A breast cancer screening workflow that leverages the different strengths of radiologists and artificial intelligence (AI) software can improve overall accuracy and reduce workload, according to research published June 22 in Lancet Digital Health.
In a study involving nearly 1.2 million digital mammograms produced at eight breast cancer screening sites in Germany, researchers from German AI software developer Vara, Memorial Sloan Kettering Cancer Center (MSKCC), and Essen University Hospital in Germany retrospectively assessed the performance of an AI software application, both on a standalone basis and when used in what they call a two-step "decision-referral" model. In this workflow, the AI software initially serves as a triage tool for highly likely normal cases and generates structured reports for these exams. For other cases, the software served as an as-needed interpretative aid for radiologists during their review.
Although the AI software didn't perform as well on a standalone basis when compared with the radiologists, the decision-referral approach led to significantly higher sensitivity and specificity than either the standalone AI results or the unaided radiologists. Workflow could also be safely reduced by as much as 70%, according to the researchers.
"This approach has potential to improve screening accuracy of radiologists, is adaptive to the (heterogeneous) requirements of screening and could allow for the reduction of workload through triaging normal studies, without discarding the final oversight of the radiologists," wrote the authors led by Christian Leibig, PhD, of Vara.
The researchers evaluated the AI algorithm and screening strategy on a dataset of 1,193,197 full-field digital mammograms performed between January 1, 2007, and December 31, 2020, at eight screening sites participating in the German national breast-cancer screening program. They then created an internal test dataset of 1,670 screening-detected cancers and 19,997 normal mammography exams from six sites, as well as an external test dataset from two other sites that included 2,793 screening-detected cancers and 80,058 normal exams.
|Improved breast cancer screening performance on test set from combination of AI and radiologist review
|Standalone AI software (at exemplary configuration)
|Average unaided radiologist
|Decision-referral approach (AI triage of normal cases and assistance during radiologist review)
Sixty-three percent of the exams in the external dataset could have been triaged as normal based on the AI analysis. On the subset of studies assessed by AI, the algorithm produced an area under the curve of 0.982, exceeding the performance of the unaided radiologists.

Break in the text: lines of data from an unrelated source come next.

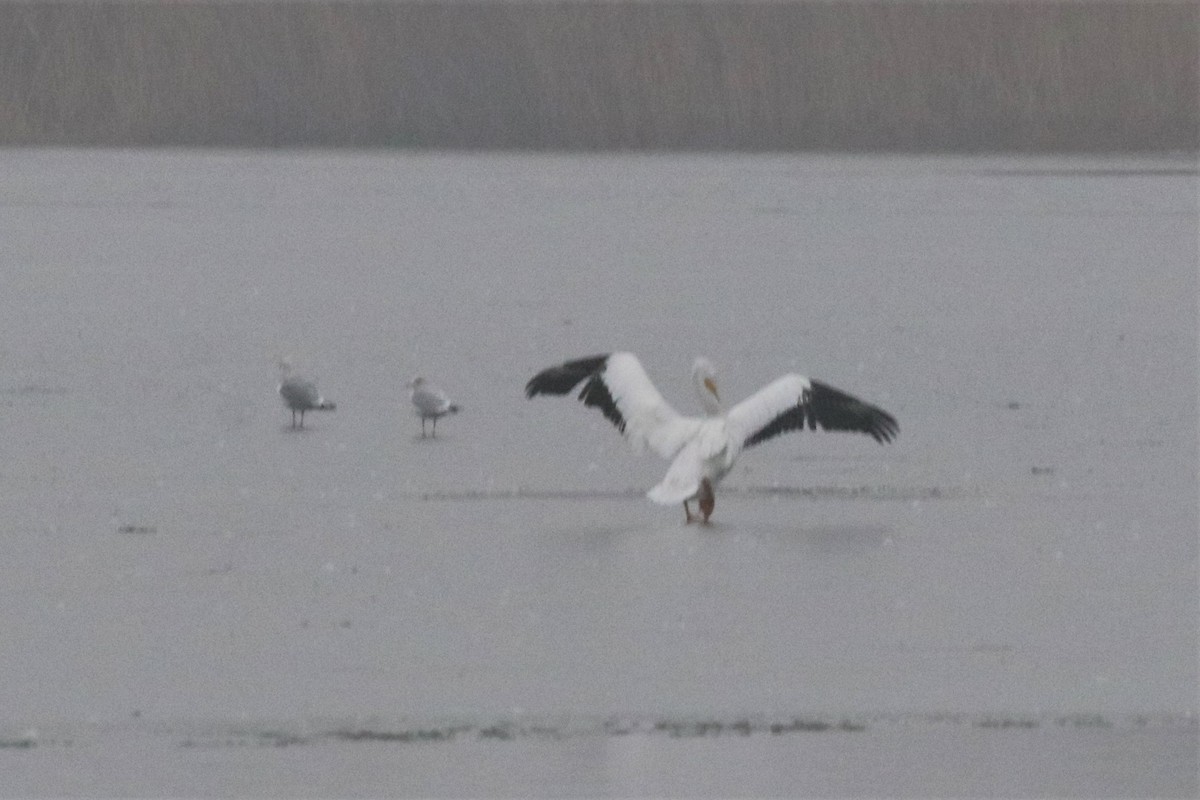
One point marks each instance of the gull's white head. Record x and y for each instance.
(703, 376)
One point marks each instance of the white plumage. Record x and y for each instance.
(703, 449)
(300, 395)
(430, 403)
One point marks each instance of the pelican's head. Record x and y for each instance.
(703, 374)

Notably, the decision-referral approach also yielded significant increases in sensitivity for a number of clinically relevant subgroups, including subgroups of small lesion sizes and invasive carcinomas, according to the researchers.

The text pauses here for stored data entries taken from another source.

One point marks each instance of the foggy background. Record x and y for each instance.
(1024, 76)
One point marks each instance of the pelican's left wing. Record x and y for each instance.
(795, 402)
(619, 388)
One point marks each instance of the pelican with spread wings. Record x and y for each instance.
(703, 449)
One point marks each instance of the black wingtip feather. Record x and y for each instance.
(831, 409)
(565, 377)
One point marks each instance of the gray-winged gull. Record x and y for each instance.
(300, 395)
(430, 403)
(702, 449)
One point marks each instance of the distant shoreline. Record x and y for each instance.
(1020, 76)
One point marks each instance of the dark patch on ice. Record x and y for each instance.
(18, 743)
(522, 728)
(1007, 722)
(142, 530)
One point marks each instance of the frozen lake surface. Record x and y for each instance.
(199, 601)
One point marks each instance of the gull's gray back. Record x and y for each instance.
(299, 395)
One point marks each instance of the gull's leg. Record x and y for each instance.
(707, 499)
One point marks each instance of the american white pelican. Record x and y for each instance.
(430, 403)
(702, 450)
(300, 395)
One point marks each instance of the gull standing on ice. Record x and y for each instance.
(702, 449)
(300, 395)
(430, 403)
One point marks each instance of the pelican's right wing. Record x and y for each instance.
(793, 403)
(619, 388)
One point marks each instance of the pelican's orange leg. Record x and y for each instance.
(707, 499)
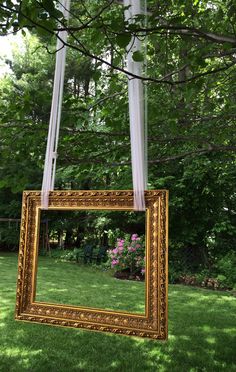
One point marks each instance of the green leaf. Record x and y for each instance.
(123, 40)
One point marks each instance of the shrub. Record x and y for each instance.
(128, 255)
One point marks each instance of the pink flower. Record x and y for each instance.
(134, 237)
(114, 262)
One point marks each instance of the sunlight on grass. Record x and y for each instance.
(202, 330)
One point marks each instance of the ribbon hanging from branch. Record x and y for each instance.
(136, 111)
(55, 116)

"If the algorithm performs more accurately on one subset of studies and the radiologist is better on the other, each can perform predictions in which they excel," the authors wrote.
This workflow strategy would also enable screening programs to iteratively work towards automating more screening decisions within a safe work, rather than converting to a fully automated AI system without human oversight, according to the researchers.
"This study demonstrates and underlines that AI is not meant to replace human radiologists but can assist us to improve our diagnoses and in the long run, improve patient care," said Dr. Lale Umutlu of Essen University Hospital in a statement from Vara.
Co-author Dr. Katja Pinker-Domenig of MSKCC noted that two or more readers are always better when it comes to reading mammograms.
"It's both common and encouraged that radiologists seek counsel from their colleagues and the decision-referral approach is simply an extension of this," Pinker-Domenig said in the statement from Vara. "We are encouraged to see that this study helps to show this method can improve results."